Saiba quais são os principais cuidados extras com cães paraplégicos

Cuidar de um cachorro de estimação exige, do tutor, uma série de responsabilidades, como tempo para brincar e passear com o animal e dinheiro para alimentação e saúde. Quando o animal é paraplégico ou tetraplégico, a atenção e os gastos são maiores.

O grau das sequelas vai definir questões como tipo de acessórios a serem utilizados, medicamentos e exercícios. A personalidade do animal também entra nessa conta, já que alguns se adaptam mais facilmente ao tratamento e outros acabam oferecendo certa resistência em relação a cadeiras de rodas, por exemplo.

“Hoje já existem vários acessórios para animais  com necessidades especiais,  como as cadeirinhas de rodas, órteses e próteses, mas não são todos os animais que se adaptam tão facilmente”, afirma a médica veterinária Juliana Cristianini Reginato, especialista em fisiatria e reabilitação animal, da Vet Equilíbrio Especialidades Veterinárias (www.facebook.com/vetequilibriojau/).

A cadeira de rodas é o acessório mais utilizado por animais nessas condições. Ela é feita sob medida, por isso, o tutor deve procurar um veterinário especialista em reabilitação, que vai avaliar a postura correta (colunas, membros etc.) do animal para que não ocorram novas lesões quando ele estiver utilizando o equipamento.

“Mesmo quando o cachorro se adapta ao acessório, existe um limite de tempo em que ele deve utilizar a cadeirinha.
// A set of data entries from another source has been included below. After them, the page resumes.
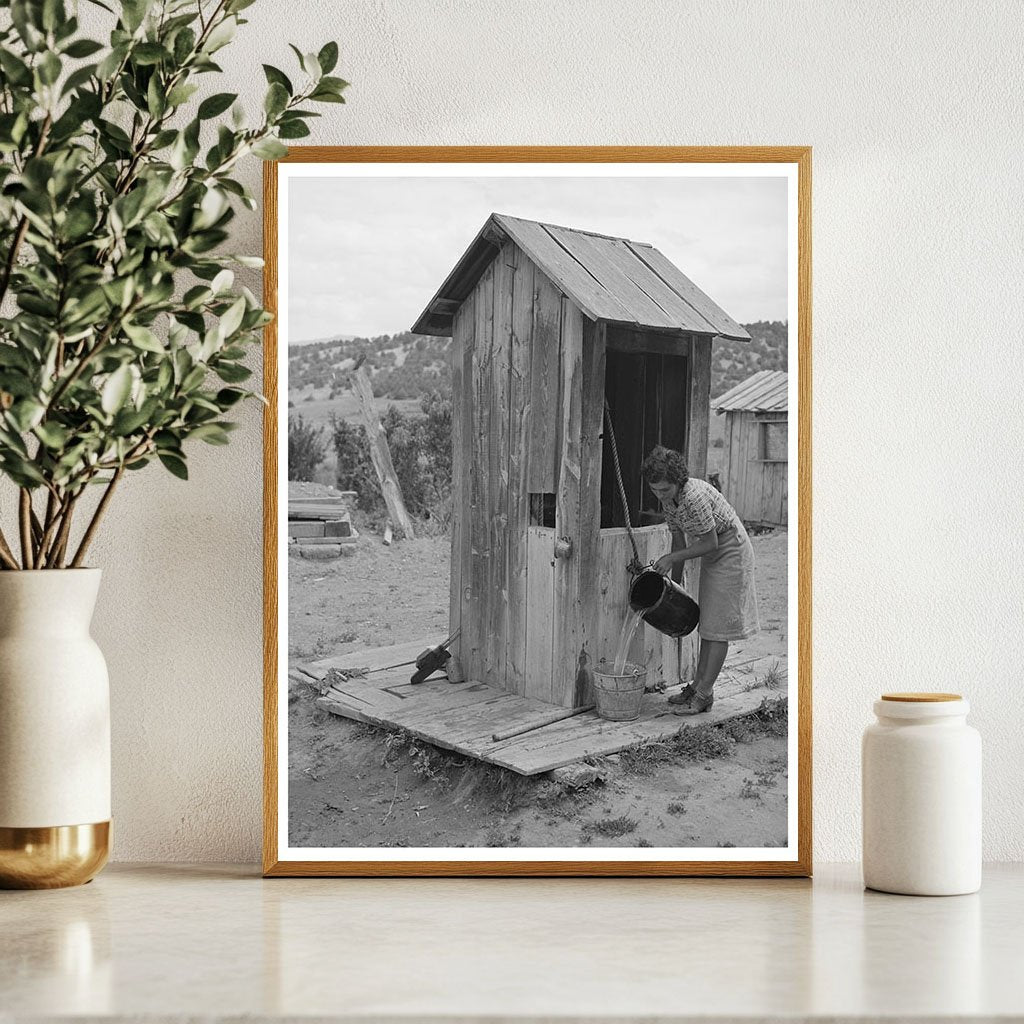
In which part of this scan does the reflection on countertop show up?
[0,864,1024,1021]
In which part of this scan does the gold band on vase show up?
[0,821,111,889]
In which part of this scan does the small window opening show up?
[529,495,555,527]
[758,420,790,462]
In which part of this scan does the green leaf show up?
[36,50,60,85]
[131,43,171,67]
[253,138,288,160]
[263,82,291,119]
[60,65,96,96]
[316,75,348,92]
[188,423,230,445]
[112,402,153,437]
[213,362,253,384]
[99,366,132,416]
[124,324,166,354]
[33,422,71,452]
[263,65,295,96]
[121,0,153,34]
[199,92,239,121]
[7,398,46,434]
[309,89,345,103]
[65,39,103,60]
[0,46,32,85]
[278,121,309,138]
[316,42,338,75]
[158,452,188,480]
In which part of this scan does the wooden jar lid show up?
[882,693,964,703]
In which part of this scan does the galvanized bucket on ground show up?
[594,662,647,722]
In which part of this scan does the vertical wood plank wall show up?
[463,263,495,682]
[722,411,790,525]
[505,246,536,695]
[450,252,711,707]
[450,242,569,702]
[449,295,475,672]
[481,242,515,689]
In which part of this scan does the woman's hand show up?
[654,554,679,575]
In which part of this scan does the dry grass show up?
[580,814,640,843]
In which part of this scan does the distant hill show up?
[711,321,790,398]
[288,321,788,401]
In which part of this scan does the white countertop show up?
[0,864,1024,1022]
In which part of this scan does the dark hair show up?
[640,444,690,487]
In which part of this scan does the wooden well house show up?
[413,214,750,708]
[712,370,790,526]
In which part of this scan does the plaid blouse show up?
[662,477,740,537]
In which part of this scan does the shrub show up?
[331,391,452,528]
[288,415,327,480]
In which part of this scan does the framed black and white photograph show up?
[263,147,811,876]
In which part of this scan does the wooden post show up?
[352,367,416,541]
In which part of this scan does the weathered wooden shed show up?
[712,370,790,526]
[413,214,750,708]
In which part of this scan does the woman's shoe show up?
[669,683,697,708]
[673,686,715,715]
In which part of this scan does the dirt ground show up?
[289,520,787,847]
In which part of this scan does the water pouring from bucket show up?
[630,568,700,637]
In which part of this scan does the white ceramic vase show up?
[861,693,981,896]
[0,569,111,889]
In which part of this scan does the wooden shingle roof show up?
[413,213,751,341]
[711,370,790,413]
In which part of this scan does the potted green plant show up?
[0,0,346,887]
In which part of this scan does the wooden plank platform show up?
[290,637,786,775]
O uso diário não deve passar de quatro horas e o animal deve ser sempre supervisionado, não podendo ficar sozinho ou em qualquer ambiente, pois isso pode provocar acidentes”, alerta Juliana.

Os valores das cadeirinhas variam, diz a veterinária. Equipamentos com materiais mais resistentes custam, em média, R$ 500, mas há opções de cadeirinhas mais acessíveis, feitas com outros materiais, que funcionam se corretamente adaptadas.

Fraldas

Os acessórios de locomoção são apenas um item do tratamento. “Dependendo das sequelas, o animal pode ter que usar fraldas se houver perda de controle da bexiga; pode haver assaduras ou machucados devido a se arrastarem no chão; a alimentação deve ser regrada para evitar engordar; há exercícios específicos para que não haja atrofia de membros”, exemplifica a veterinária.

Com todos os cuidados e adaptações, o animal pode ter um cotidiano normal, qualidade de vida, boa saúde, enfim, ser feliz. “Se o animal estiver com sua saúde em aspecto geral em ordem ele não precisa ficar passando por consultas gerais o tempo todo. O importante é associar a reabilitação, como fisioterapia e acupuntura, uma vez por semana, ou a cada 15 dias, em animais mais estabilizados”, conclui Juliana.